A New Orleans judge orders the release of seven men from prison due to a lack of funds for public defenders.
By Julie Morse
(Photo: Joe Gratz/Flickr)
Last week, seven male inmates were released from prison due to insufficient state funding for legal representation. New Orleans Judge Arthur Hunter ruled that the lack of funds for public defenders violated the Sixth Amendment, the right for the assistance of counsel, as well as the Fourteenth Amendment’s due process clause. The decision to release seven prisoners because they weren’t provided with lawyers speaks to the alarming budget crisis in Louisiana. The budget deficit has hit the state’s public defenders particularly hard.
Historically, public defenders have been subject to overwhelming caseloads and low pay. In 2015, The lawyers working for theOrleans Public Defenders office—including just 31 staff attorneys—handled 22,000 cases. Extremely high case loads can have grim consequences. Last year, journalist Steven Hsieh highlighted for Pacific Standard the overwhelming number of people facing criminal charges who aren’t assigned public defenders. “The right to counsel is enshrined in the Constitution,” Hsieh wrote. “But the question of who exactly enjoys that right has been subject to more than a half century of arbitration.”
The decision to release seven prisoners speaks to the alarming budget crisis in Louisiana, and how it hits public defenders.
Although Hunter has ordered that the seven inmates be released, they remain in prison until the appeal hearing, which is scheduled for April 18. This is not Hunter’s first ruling of this nature. In 2006, he released many prisoners whose cases were delayed because of Hurricane Katrina. Back then, there were only four public defenders employed at the Orleans Public Defenders office, representing 85 percent of the people accused of crimes in New Orleans. According to a 2015 Washington Postop-ed penned by New Orleans public defender Tina Peng, the budget cuts mean that public defenders will have to work a total of four weeks without salary in order to avoid layoffs. Peng says that she handled 300 cases in 2014 alone.
Defendants who were not appointed public defenders have been pardoned before, but seldom to this extent. In 1998, Alabama native LaReed Shelton was accused of third degree assault. He wasn’t able to afford a lawyer and the state refrained from appointing him one. He was placed under a two-year probation, which was later overturned by the Supreme Court because Shelton wasn’t provided counsel. Similarly, in 1963, Florida resident Clarence Gideon, who was charged with breaking and entering, wasn’t given a lawyer because, at the time, Florida only appointed public defenders to individuals accused of capital offenses.
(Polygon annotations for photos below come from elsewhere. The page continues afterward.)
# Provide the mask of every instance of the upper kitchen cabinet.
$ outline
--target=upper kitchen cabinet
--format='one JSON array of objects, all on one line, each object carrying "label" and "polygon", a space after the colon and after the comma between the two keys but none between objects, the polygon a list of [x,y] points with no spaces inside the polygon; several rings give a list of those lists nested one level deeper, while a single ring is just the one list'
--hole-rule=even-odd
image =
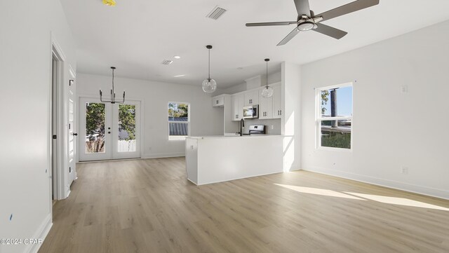
[{"label": "upper kitchen cabinet", "polygon": [[244,106],[259,104],[259,93],[260,90],[246,92],[243,95],[245,98]]},{"label": "upper kitchen cabinet", "polygon": [[234,94],[231,98],[232,106],[232,121],[240,121],[243,116],[244,95],[243,93]]},{"label": "upper kitchen cabinet", "polygon": [[223,107],[224,106],[224,94],[212,97],[212,106],[213,107]]},{"label": "upper kitchen cabinet", "polygon": [[275,83],[273,87],[273,118],[282,116],[282,97],[281,96],[281,83]]}]

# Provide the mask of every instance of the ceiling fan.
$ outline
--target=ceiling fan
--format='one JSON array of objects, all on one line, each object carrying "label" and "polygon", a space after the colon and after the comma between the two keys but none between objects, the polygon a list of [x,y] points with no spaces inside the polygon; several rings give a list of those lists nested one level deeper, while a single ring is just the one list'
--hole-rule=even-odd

The judge ruled in Gideon’s favor, however, saying any person “cannot be assured a fair trial unless counsel is provided for him.”
Last week’s ruling in New Orleans is also a testament to Louisiana’s budget woes. The Louisiana Public Defender Board is currently waiting to hear if its budget will be sliced by 61 percent by the state, which is itself facing a $1.6 billion budget deficit. Back in March, East Baton Rouge Parish’s chief public defender said that their office will stop taking on new cases by July if sufficient funding can’t be restored. Last spring, their office announced a hiring freeze due to budget cuts. According to theTimes-Picayune, 33 of the 42 public defender offices in the state have been forced to decrease their services.
The appeal hearing on April 18 might turn the criminal justice system on its head. If Louisiana and other states aren’t able to overhaul serious budget reform, Hunter’s ruling may be setting a lasting precedent.